Aggie Arcade: Your weekly dose of video games

Mobile Metamorphosis

Last December, I joined the exclusive club of hip, cool kids and their fancy smart phones. More specifically, I acquired an iPhone, and in turn gained access to an extensive library of mobile games. Two years ago I wouldn’t have cared about that, but perspectives shift over time.

Apathy best describes my past feelings on the mobile games field. The fact that I didn’t have an iPhone played a big part in the thought process, but I also equated the platform to inherently lesser experiences. I still don’t feel mobile games reach the heights of console/handheld releases, but I did unfairly judge the platform.

Now that I have experience with games on the iPhone, I can understand the appeal. As I find myself consumed more and more by schoolwork and other responsibilities, I look to mobile games as a brief diversion. I may not be able to play Dark Souls II while I wait 20 minutes for my next class, but I can easily load up some Ridiculous Fishing on my phone.

The pick-up-and-play mechanics that define numerous mobile games create a niche in which busy individuals can still find video game experiences to remedy boredom and malaise. Again, these games don’t capture the thrill and excitement of playing the best games on a PlayStation 4 or 3DS, but they don’t need to — their goals are largely different.

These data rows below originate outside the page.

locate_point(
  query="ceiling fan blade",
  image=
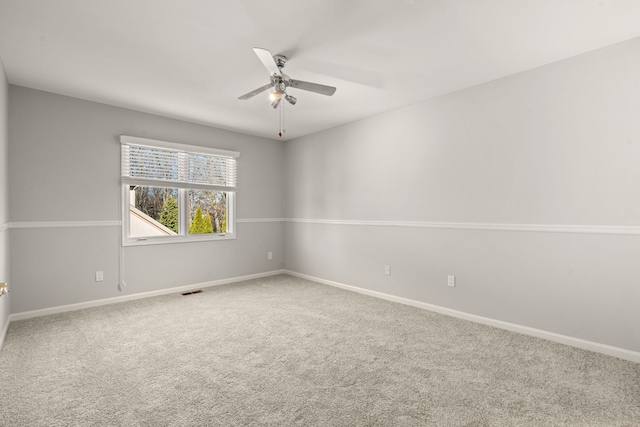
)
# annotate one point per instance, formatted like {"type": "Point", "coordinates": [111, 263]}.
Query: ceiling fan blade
{"type": "Point", "coordinates": [255, 92]}
{"type": "Point", "coordinates": [313, 87]}
{"type": "Point", "coordinates": [267, 59]}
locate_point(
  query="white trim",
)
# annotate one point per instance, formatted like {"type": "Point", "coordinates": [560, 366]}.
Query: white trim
{"type": "Point", "coordinates": [525, 330]}
{"type": "Point", "coordinates": [260, 220]}
{"type": "Point", "coordinates": [63, 224]}
{"type": "Point", "coordinates": [154, 143]}
{"type": "Point", "coordinates": [545, 228]}
{"type": "Point", "coordinates": [95, 303]}
{"type": "Point", "coordinates": [3, 334]}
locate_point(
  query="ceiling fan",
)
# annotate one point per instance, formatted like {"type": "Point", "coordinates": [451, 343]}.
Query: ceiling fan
{"type": "Point", "coordinates": [280, 81]}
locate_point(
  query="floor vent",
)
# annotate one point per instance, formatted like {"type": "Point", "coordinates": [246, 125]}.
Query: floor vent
{"type": "Point", "coordinates": [192, 292]}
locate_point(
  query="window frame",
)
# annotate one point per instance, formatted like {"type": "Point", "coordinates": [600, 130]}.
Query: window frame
{"type": "Point", "coordinates": [183, 235]}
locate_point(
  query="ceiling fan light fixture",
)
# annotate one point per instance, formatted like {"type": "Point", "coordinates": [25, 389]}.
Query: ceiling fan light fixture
{"type": "Point", "coordinates": [291, 99]}
{"type": "Point", "coordinates": [276, 102]}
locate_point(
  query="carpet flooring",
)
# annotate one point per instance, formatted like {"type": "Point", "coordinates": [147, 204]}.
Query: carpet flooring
{"type": "Point", "coordinates": [282, 351]}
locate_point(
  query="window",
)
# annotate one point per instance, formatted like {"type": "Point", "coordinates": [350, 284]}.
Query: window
{"type": "Point", "coordinates": [176, 193]}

But my shift in perspective only represents one part of the equation. Mobile games themselves have also changed over time. They grow and adapt based on the market, and that adaptability allows developers to take greater risks.

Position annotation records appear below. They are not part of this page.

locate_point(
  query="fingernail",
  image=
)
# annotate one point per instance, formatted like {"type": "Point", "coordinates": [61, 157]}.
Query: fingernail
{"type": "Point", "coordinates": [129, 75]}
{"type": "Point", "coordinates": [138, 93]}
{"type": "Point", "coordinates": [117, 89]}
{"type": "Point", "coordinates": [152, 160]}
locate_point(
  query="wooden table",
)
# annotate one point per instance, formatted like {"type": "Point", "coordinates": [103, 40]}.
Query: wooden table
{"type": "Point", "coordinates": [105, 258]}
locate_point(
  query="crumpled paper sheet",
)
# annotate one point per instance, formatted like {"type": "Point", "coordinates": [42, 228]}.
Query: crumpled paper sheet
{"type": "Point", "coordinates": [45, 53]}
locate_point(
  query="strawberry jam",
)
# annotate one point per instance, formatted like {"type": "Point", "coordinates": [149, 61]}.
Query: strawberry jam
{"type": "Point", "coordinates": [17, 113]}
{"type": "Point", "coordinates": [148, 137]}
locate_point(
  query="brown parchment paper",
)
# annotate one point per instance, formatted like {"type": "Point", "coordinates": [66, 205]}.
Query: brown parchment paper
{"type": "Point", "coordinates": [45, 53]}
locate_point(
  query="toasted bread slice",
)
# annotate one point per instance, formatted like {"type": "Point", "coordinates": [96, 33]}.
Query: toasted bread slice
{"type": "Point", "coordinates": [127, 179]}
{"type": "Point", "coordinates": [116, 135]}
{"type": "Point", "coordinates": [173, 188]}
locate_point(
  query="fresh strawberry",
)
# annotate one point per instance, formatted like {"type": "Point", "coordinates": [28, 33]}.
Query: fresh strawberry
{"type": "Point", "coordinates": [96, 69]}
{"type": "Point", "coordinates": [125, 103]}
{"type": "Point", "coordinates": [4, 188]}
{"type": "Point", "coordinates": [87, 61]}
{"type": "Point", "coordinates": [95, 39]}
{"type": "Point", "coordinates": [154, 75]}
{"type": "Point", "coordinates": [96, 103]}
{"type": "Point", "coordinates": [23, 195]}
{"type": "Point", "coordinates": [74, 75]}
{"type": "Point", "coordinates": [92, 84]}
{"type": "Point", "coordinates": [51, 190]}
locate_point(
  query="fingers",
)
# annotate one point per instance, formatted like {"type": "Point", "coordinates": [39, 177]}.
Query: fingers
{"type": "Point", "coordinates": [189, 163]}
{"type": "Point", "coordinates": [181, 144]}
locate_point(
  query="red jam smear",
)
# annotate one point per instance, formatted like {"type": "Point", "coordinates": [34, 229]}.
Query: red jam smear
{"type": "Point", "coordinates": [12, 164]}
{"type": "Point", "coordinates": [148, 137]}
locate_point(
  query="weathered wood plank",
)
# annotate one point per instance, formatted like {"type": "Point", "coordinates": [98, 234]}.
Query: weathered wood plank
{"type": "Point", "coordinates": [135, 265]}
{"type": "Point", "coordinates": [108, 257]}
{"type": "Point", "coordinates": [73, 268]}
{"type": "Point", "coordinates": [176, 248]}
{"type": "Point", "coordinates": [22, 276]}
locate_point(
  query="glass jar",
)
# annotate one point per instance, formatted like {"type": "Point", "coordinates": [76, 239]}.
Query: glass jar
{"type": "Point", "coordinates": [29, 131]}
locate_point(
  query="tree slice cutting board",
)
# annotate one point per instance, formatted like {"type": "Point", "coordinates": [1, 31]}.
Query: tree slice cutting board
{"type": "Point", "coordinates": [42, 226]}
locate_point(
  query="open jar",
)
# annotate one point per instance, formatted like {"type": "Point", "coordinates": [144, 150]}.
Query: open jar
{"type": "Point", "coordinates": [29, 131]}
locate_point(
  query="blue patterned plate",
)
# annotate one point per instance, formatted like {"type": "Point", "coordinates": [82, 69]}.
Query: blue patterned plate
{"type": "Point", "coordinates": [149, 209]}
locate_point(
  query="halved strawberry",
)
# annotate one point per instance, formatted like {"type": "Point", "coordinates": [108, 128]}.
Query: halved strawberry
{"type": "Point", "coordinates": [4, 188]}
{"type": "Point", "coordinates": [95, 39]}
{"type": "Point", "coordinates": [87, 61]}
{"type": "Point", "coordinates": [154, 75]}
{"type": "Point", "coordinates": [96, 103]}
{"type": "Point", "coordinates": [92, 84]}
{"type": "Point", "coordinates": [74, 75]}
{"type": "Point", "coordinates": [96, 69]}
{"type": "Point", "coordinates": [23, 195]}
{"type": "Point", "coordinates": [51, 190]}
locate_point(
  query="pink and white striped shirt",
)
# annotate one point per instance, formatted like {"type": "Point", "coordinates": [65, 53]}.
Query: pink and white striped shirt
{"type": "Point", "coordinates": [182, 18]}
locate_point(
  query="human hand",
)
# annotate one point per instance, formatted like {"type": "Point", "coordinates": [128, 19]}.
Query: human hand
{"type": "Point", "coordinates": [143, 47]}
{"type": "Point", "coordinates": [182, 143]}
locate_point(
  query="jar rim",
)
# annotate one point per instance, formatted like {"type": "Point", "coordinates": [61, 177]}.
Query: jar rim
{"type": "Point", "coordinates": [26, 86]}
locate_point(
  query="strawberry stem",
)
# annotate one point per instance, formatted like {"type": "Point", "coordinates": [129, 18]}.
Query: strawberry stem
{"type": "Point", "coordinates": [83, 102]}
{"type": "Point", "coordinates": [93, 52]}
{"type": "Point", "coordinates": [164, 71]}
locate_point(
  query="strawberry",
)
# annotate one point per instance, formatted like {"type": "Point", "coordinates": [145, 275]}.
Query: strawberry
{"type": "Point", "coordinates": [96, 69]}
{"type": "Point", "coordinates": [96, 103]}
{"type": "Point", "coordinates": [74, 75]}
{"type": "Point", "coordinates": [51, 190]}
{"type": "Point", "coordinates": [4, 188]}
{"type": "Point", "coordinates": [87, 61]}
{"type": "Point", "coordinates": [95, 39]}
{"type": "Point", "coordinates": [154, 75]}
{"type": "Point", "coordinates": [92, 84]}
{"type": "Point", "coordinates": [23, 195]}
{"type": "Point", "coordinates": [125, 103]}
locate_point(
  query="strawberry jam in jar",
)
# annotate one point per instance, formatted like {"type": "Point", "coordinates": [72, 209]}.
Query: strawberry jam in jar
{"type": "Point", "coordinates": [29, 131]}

The first example that comes to mind is Monument Valley, a puzzle game released on iOS earlier this month. It uses artist M.C. Escher and Japanese art as key sources of inspiration in order to craft a distinctive world. Impossible structures and beautifully vibrant colors coexist with each other which establishes a mysterious tone as players solve increasingly complex puzzles.

Monument Valley is not a perfect game — it’s rather short at 90 minutes and falls on the easy side of things. But it made a huge impression on me as I played it, and it presented a unique experience that one might not expect to find on a phone. Others felt the same way, as the game shot to the top of the App Store in numerous countries.

Games like Monument Valley signify a metamorphosis in the mobile games field. Mobile developers understand that part of their audience wants to see creative risk which helps the platform grow and appeal to initially skeptical people like myself. I don’t think mobile games will dominate the industry five years from now, but they have the potential to sit comfortably right alongside titles on other platforms.